英首相、不信任決議を免れる

欧州連合(EU)からの離脱問題で揺れ続ける英国で12月12日、与党・保守党が、離脱派議員のイニシアチブにより、党首であるメイ首相の不信任投票を実施した。党首不信任投票は、保守党の「1922年委員会」に48人以上の保守党議員が書面で請求すれば実施される。党内の離脱派は11月中に一度、投票実施を企てたものの、そのときは請求した議員数が48人に届かなかった。今回は、メイ首相がEUとの離脱合意案が現行のままでは議会で承認されるめどが立たないとみて、11日に予定されていた採決を延期し、EUとの新たな交渉に取り組み始めた矢先に、離脱派が新たな試みに成功した。
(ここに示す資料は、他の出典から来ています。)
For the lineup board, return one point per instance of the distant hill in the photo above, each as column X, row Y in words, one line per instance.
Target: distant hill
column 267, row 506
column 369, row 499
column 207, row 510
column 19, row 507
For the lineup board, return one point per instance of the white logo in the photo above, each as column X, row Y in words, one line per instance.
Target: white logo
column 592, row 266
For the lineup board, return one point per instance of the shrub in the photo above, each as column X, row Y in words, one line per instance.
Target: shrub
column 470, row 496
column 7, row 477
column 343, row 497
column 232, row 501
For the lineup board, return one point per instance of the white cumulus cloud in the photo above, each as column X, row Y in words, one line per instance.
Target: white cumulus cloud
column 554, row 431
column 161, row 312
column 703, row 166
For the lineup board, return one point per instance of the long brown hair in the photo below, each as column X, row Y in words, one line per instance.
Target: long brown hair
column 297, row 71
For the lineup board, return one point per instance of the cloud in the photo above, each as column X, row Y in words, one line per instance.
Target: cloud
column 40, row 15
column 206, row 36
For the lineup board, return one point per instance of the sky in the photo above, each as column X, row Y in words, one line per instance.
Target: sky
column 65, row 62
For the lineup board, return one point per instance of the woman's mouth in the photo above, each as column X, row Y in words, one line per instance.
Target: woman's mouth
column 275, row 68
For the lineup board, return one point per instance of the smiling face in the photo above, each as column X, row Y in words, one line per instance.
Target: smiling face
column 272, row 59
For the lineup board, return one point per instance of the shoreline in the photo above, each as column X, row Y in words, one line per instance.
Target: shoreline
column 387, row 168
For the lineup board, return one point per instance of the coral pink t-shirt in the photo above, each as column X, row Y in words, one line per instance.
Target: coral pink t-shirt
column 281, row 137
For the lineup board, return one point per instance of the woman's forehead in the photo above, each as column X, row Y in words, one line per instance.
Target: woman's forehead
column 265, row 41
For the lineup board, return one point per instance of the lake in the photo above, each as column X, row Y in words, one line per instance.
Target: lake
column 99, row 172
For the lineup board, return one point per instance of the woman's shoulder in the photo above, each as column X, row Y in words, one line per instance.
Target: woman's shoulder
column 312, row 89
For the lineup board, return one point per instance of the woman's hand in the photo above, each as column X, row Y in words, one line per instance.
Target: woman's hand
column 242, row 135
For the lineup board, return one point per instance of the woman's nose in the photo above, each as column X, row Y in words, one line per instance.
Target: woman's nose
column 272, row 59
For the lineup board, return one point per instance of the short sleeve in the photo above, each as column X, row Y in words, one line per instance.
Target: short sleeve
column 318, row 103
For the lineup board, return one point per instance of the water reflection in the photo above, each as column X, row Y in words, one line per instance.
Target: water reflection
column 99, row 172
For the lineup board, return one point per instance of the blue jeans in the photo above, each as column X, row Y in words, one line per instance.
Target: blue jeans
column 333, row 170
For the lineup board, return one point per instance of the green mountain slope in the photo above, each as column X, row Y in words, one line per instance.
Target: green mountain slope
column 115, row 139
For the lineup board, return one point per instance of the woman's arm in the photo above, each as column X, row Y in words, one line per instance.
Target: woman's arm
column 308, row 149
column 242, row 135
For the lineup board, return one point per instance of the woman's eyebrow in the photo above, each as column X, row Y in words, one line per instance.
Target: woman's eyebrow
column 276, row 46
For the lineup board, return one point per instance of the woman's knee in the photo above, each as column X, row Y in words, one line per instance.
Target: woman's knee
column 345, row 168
英国では与党の党首が首相を務めるため、不信任動議が可決されれば、メイ氏は首相としても辞任を余儀なくされるところだった。しかし、離脱派の期待に反して、投票結果はかえってメイ首相の立場を強化するものになった。保守党議員317名中、不信任動議を支持したのは117名にとどまり、200名が反対した。これにより首相の留任が決まった。また、党首不信任投票は一度実施されたら、その後1年間は再実施できないルールがあるので、離脱派による首相おろしは難しくなった。ただし、与党内で100人を超える議員が首相に敵対している限り、英議会が合意案を承認する可能性は極めて薄い。
メイ首相は13日に開幕するEUの首脳会議で、離脱合意案の手直しについて交渉する意向だが、EU側では交渉はすでに終了しており、合意案の修正には応じられないとの立場を堅持している。